We have chosen the form of The Destructor and it is Grrl Power!

4 thoughts on “Ghostbusters (Extended Cut, 2016)

  1. The problem with this movie in the end is that if you don’t enjoy their improv comedy that permeates so much of it….you realise exactly how many problems this thing has a movie. Three stand out to me as good examples of its problems. The scene with the dragon ghost where it lands on Jones shoulders and she starts walking off is if I remember correctly almost a direct copy of a Scooby Doo scene…but even if I’m wrong about that…the entire scene feels like a Scooby parody to include the celebrity guest star even! Not bad if you want Scooby Doo but I’m thinking thats not what they were trying for (Though honestly it wouldn’t surprise me if that IS what they were trying for with the entire film.) The second thing is when they have their office meeting with the Mayor they show outside chair being brought in and intially I grinned a bit because I though I saw what they were gonna do ( I was right…kinda) I though “Oh ho they are gonna use short chairs to make the Mayor seem like he’s talking down to them and they had them show the chairs being brought in so they could establish that he’s using them specifically to make him loom abit from a position fo…wait why are all the non-ghostbusters standing?” Basically they took a chance for some subtle filmaking and made it so glaringly and stupidly obvious that you spent most of the time wondering WHY IS THE MAYOR STANDING BEHIND HIS OWN DESK. the DHS and his Assistant sure…but him? it just looked silly. And my final one is have you noticed it seems to all feel like its taking place in one maybe two days….I don’t mean literally since it had to be taking place over some longer period of time….but that there is only one (possible) scene where they establish nighttime before the final fight. And that one scene I’m not really sure of since it was implied for sure but I never saw a window soooo it could have been maybe it was just dark in the room? Its just a bludgeon of joke after joke after joke and maybe we’ll talk about a plot point long enough so that you know it exists but ok back to dem jokes folks that it really feels like the only reason its however long it is is because they are padding it with all these damn bad jokes ab….sorry rambling now. I think it was said best (don’t remember by whom) this is a movie that fails to movie.

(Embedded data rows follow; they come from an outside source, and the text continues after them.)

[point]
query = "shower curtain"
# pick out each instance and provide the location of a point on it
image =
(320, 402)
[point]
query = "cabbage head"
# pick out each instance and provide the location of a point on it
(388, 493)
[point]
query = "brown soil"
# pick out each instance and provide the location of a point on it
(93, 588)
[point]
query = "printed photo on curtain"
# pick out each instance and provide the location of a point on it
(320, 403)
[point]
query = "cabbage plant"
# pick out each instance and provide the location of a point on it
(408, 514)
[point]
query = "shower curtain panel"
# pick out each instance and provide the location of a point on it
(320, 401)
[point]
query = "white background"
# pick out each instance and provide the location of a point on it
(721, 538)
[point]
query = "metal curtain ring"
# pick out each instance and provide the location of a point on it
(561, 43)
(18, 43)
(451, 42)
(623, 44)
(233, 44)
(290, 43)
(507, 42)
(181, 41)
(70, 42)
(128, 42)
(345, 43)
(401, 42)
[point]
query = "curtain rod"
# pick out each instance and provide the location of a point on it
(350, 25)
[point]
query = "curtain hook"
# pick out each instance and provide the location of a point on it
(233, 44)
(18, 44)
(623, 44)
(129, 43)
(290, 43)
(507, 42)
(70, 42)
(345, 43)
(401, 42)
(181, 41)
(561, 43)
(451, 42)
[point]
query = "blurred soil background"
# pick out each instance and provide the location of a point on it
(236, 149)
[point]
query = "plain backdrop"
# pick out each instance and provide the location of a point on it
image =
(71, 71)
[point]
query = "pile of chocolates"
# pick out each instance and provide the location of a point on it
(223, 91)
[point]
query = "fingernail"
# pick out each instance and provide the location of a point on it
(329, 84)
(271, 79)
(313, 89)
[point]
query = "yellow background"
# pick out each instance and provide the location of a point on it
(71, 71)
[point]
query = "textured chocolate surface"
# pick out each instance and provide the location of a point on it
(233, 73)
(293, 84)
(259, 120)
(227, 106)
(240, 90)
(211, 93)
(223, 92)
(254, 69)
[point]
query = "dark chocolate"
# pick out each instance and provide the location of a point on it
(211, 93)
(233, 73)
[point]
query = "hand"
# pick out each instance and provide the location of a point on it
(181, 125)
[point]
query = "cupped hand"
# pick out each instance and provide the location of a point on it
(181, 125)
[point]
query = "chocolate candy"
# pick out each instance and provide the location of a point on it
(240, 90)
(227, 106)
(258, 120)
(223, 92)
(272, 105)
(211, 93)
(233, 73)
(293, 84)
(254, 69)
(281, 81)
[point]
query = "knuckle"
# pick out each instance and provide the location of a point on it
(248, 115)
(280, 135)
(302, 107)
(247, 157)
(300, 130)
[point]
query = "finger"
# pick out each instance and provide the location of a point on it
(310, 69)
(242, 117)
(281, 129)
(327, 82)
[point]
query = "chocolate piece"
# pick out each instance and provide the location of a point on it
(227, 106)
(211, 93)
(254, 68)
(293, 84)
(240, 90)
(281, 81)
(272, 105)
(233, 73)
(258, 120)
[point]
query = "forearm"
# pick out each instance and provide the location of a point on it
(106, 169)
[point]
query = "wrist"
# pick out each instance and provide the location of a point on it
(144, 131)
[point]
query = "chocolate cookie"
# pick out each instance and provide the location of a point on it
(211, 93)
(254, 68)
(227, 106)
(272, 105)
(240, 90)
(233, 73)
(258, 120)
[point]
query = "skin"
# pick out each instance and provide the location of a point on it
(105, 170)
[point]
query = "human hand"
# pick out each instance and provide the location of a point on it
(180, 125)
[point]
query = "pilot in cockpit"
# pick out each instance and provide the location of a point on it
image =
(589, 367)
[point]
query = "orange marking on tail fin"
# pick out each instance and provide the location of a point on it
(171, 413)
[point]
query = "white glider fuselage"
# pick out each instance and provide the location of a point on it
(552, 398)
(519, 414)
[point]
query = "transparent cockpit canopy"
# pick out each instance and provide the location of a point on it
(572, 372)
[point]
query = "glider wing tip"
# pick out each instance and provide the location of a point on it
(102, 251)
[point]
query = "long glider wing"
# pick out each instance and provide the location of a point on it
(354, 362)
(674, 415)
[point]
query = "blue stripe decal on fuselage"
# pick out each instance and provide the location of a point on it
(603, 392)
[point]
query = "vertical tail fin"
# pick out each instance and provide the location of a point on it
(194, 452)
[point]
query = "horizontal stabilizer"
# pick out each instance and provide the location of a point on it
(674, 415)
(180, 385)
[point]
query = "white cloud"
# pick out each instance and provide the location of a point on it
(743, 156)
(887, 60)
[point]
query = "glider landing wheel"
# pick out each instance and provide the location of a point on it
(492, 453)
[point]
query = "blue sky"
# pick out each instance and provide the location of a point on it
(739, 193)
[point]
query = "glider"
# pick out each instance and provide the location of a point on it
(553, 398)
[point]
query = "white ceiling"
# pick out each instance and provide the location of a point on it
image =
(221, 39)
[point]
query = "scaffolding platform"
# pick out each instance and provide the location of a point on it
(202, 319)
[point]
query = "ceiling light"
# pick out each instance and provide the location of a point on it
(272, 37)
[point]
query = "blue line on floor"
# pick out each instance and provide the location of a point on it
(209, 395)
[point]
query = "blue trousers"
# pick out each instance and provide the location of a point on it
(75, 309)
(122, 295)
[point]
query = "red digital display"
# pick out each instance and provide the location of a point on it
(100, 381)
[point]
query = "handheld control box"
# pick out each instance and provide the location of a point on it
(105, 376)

    • I forced myself to actually watch this, rather than cheat by looking at social media (or reading a book, heh) just to get through it, and even so, I think you were far more attentive than I. Like, I’ve already forgotten the dragon scene you mention, but I’d concur that the whole thing felt like the Scooby-Doo movie (which, by contrast, was a movie that exceeded low expectations).

      But if I recall the Mayor scene, I remember thinking, this is an attempt to recreate the scene in the original where the boys confront the mayor with “dogs and cats, living together!” And…yeah, there’s no there there.

      Finally, yes, you’re absolutely right about the movie seeming compressed in time. It’s weird, now that you bring it up because the movie tries to be more “epic” than the original, with backstories and what-not, but in the original you have a real (however goofy) sense of a bunch of guys starting a small business, struggling, finding success, failing, and ultimately succeeding.

      The sequel, too, really gave a sense of time having passed with depth.